AI Genre Mashup Assignment

During the fall of 2023, I assigned an AI powered Genre Mashup assignment as part of my 100 level First-Year Writing class. The assignment strove to use the ability of ChatGPT to quickly emulate various textual genres as a way to help students notice the composition choices authors made when writing for one genre or another.

The Assignment

First: choose one of the scenarios or topics from the list below:

An announcement warning of dangerous weather in the area
A parable story demonstrating good moral behavior
A description of the forces that lead up to the War of 1812
A report about a recent town council meeting
A request for a one week extension on a recent assignment
A scene where two star-crossed lovers meet for the very first time
A speech by the king of the elves, calling on good folk to defend his kingdom from orcs
A scene where a hardboiled detective confronts a femme fatale
A description of a calm and uplifting scene from nature
A scene where down and out computer hackers defeat an evil corporation

Next choose one of the genres from the list below. Try to choose a genre that matches the topic/scenario:

Harlequin romance
Cyberpunk Science Fiction
High Fantasy
Noir Mystery
History Textbook
Newspaper Article
Public Service Announcement
Email to a Professor
Passage from the Bible

Then head over to ChatGPT and ask it to write your chosen topic/scenario in the chosen style.

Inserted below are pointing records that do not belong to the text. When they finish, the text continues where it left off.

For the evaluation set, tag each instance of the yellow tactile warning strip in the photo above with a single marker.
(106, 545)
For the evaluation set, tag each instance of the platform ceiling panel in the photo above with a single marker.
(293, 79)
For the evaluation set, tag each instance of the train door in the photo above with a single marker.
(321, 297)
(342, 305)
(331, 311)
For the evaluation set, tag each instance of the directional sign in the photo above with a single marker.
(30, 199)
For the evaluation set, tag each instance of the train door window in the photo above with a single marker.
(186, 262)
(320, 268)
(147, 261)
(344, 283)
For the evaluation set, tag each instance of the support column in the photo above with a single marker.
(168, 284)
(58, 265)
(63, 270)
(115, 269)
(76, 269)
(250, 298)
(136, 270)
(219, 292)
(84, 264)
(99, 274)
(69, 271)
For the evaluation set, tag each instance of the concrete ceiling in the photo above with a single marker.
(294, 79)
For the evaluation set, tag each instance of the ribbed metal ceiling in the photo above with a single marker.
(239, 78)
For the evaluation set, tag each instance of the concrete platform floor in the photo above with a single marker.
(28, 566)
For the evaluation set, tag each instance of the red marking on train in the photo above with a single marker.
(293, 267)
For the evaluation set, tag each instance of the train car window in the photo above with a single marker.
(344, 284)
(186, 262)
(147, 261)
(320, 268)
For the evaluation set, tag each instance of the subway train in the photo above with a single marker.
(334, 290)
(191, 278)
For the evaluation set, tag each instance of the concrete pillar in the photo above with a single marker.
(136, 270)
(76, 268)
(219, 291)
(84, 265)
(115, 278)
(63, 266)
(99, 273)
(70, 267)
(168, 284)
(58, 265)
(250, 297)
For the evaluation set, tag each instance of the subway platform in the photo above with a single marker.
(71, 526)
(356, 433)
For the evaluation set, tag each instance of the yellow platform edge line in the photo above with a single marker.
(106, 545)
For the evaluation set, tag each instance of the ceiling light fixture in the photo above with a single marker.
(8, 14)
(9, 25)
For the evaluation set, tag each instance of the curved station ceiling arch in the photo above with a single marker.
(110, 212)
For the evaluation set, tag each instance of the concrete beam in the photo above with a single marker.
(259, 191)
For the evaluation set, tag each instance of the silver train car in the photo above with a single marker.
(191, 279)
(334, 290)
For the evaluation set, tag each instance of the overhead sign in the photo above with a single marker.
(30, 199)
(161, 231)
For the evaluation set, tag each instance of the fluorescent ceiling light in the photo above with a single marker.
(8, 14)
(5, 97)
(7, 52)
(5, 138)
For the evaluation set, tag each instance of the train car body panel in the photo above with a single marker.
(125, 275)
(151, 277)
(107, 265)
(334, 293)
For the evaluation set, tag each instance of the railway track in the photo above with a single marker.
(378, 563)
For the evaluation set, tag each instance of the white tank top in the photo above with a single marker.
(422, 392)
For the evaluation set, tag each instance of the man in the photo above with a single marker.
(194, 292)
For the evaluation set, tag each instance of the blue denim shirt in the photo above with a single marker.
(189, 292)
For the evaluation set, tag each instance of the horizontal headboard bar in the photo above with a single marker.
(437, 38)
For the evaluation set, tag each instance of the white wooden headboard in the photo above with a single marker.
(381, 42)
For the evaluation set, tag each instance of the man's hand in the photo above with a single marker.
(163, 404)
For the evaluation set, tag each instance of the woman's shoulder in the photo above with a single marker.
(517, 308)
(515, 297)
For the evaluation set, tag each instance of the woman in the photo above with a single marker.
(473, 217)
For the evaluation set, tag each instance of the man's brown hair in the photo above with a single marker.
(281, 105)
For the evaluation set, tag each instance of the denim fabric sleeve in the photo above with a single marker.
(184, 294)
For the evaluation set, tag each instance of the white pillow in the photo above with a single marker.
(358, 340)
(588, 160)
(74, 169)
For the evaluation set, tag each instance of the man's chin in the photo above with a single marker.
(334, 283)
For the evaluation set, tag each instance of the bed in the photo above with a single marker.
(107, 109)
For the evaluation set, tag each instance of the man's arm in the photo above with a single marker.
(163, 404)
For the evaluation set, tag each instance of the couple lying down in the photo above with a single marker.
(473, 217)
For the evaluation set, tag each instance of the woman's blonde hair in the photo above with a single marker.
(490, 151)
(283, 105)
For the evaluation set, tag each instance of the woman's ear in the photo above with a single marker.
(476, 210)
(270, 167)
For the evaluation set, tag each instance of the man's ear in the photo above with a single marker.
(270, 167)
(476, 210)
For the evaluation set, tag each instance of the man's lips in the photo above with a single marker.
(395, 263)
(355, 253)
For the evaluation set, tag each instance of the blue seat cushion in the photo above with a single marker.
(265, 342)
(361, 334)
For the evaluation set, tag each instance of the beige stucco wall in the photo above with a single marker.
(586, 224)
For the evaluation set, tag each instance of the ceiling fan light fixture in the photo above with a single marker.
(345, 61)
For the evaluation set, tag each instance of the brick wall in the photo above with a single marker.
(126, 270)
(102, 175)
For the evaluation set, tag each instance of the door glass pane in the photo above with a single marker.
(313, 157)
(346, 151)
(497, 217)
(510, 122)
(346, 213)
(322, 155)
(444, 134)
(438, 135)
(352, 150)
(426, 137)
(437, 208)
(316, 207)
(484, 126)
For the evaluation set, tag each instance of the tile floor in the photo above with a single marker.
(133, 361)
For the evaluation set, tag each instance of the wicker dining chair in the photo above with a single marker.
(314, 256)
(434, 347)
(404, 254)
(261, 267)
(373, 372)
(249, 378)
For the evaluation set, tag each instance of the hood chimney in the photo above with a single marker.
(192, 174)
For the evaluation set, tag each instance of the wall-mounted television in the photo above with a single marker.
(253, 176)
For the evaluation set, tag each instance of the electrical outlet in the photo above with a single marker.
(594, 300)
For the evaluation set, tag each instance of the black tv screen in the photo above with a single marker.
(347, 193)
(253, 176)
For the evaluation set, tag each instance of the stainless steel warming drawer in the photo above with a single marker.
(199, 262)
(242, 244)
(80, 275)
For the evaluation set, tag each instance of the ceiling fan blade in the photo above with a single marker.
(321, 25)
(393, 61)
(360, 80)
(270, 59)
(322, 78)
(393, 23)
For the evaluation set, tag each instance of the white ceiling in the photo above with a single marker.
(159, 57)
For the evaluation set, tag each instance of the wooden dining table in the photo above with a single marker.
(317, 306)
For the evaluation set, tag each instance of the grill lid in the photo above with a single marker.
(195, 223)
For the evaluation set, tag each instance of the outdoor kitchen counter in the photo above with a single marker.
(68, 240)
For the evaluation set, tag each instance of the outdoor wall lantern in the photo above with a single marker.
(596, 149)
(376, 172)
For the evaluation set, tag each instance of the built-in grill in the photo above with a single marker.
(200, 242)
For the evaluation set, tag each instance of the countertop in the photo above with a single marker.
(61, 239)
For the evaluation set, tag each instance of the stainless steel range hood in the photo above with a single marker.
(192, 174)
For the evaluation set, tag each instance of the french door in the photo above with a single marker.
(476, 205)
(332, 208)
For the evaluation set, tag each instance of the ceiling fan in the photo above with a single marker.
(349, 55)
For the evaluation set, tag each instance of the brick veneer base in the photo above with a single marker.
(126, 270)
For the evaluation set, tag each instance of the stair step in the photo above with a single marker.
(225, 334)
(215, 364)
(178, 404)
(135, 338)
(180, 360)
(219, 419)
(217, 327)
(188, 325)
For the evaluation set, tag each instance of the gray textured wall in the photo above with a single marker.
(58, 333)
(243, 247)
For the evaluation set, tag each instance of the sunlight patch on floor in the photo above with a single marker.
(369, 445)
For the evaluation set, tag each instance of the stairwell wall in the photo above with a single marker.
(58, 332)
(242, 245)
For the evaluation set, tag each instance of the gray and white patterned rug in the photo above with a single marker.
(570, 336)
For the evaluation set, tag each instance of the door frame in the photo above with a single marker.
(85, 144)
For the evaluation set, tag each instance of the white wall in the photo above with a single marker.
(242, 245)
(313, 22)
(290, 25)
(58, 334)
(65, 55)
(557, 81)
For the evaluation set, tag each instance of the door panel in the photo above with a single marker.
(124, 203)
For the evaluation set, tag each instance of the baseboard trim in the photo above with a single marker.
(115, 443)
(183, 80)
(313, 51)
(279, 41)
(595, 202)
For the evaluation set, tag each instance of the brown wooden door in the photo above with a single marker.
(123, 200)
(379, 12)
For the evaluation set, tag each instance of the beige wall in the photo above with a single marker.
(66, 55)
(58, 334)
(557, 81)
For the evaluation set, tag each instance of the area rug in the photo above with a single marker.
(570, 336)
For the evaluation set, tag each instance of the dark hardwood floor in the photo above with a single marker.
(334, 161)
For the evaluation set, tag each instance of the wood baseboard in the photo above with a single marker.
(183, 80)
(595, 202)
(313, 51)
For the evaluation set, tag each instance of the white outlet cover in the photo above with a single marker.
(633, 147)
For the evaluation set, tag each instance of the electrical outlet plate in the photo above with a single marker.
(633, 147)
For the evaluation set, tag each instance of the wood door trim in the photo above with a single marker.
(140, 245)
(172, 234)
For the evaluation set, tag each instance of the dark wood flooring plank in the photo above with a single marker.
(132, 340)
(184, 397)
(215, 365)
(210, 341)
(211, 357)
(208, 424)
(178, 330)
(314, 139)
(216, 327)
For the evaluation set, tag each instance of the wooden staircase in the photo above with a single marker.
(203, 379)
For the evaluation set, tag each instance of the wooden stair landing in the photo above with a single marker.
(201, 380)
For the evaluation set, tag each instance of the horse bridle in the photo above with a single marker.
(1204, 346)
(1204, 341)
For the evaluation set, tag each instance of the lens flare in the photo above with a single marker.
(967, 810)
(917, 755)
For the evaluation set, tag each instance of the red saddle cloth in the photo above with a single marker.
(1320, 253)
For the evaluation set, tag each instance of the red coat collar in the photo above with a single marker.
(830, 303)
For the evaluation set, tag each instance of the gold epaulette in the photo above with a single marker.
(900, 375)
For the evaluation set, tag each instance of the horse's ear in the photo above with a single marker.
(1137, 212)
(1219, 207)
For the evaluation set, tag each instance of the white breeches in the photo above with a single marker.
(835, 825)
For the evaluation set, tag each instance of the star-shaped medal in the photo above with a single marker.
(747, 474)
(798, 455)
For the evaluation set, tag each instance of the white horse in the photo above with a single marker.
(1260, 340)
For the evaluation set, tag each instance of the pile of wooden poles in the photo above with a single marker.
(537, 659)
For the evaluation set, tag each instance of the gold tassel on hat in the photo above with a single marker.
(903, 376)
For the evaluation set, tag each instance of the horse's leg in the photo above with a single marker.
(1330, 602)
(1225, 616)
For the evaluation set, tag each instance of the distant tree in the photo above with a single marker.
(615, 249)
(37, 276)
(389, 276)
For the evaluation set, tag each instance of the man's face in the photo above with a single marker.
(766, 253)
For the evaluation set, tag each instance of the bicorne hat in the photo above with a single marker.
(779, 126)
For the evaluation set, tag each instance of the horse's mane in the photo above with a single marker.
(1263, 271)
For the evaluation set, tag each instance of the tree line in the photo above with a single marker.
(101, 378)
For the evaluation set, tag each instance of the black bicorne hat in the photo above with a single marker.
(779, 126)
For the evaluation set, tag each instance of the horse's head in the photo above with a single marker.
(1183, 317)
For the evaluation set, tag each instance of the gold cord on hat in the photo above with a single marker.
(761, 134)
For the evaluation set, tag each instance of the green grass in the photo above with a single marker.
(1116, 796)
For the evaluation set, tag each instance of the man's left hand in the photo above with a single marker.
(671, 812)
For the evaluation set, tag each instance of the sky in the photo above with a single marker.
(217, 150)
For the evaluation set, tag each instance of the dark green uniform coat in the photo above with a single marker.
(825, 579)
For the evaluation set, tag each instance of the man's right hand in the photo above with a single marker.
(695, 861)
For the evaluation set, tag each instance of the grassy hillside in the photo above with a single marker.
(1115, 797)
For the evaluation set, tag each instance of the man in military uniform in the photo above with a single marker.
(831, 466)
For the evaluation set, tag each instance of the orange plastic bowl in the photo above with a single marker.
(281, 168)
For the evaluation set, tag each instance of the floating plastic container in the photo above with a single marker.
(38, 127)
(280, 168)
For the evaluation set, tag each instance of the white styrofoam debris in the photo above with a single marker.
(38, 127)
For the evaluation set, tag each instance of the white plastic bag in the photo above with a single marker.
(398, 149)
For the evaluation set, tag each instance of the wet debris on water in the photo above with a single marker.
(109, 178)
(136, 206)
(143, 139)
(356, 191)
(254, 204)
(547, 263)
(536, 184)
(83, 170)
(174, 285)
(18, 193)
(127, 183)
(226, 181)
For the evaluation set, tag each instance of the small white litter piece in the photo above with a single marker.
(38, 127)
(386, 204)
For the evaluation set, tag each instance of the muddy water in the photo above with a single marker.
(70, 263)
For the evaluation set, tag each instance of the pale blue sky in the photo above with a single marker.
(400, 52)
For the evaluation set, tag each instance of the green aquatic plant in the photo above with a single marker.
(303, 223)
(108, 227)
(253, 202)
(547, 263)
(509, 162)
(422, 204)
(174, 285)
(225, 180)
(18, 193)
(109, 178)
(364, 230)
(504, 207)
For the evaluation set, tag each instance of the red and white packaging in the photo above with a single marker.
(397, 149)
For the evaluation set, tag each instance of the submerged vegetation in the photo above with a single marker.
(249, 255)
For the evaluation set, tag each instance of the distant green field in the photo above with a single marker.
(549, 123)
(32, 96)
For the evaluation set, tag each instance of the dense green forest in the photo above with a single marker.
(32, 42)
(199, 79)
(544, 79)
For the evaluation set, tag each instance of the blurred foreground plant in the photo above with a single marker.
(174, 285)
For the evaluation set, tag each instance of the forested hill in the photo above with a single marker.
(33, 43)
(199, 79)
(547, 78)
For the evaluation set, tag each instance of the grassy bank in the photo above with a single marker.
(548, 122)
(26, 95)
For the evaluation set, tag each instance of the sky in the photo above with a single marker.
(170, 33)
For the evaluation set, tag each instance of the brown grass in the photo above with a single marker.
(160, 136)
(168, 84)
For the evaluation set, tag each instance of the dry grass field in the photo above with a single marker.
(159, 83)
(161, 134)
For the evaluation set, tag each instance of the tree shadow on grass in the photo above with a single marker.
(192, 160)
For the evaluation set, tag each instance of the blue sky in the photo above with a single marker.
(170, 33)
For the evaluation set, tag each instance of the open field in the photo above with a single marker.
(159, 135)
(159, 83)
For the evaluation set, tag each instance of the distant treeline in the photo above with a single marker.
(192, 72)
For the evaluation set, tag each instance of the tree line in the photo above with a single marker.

For example, you might ask it to “Write a speech by the king of the elves, calling on good folk to defend his kingdom from orcs in the style of high fantasy.” You would get output like this (DON’T STOP HERE, THERE ARE MORE STEPS):

Next go back to the table of genres and choose one that does NOT match the topic, so, to stick with my example I might choose “Public Service Announcement”

Now ask ChatGPT to write the same scenario/topic with this mismatched style. So I would ask “Write a speech by the king of the elves, calling on good folk to defend his kingdom from orcs in the style of a public service announcement.” And get output like this (THE MOST IMPORTANT STEP HAPPENS NEXT): 

Finally: copy and paste the output of BOTH ChatGPT prompts into a word processor (Word, G Docs, whatever) document. Below the pasted in content, write a short (200-400 word) reflection on the following: 

1) What did you notice about the techniques used by ChatGPT to emulated the requested genre? What did the software do to write something that “sounded” like High Fantasy, or a Newspaper article, or Noir Mystery.

2) Do you think it captured the techniques typical to this genre well? Why or why not? 

3) How did the techniques used by ChatGPT to emulate each of the two genres you selected differ? What was different about how these two passages were written?

4) How does the mismatch between the selected scenario and genre show up in the second example you generated. What about this example might seem funny, weird, or just wrong and why?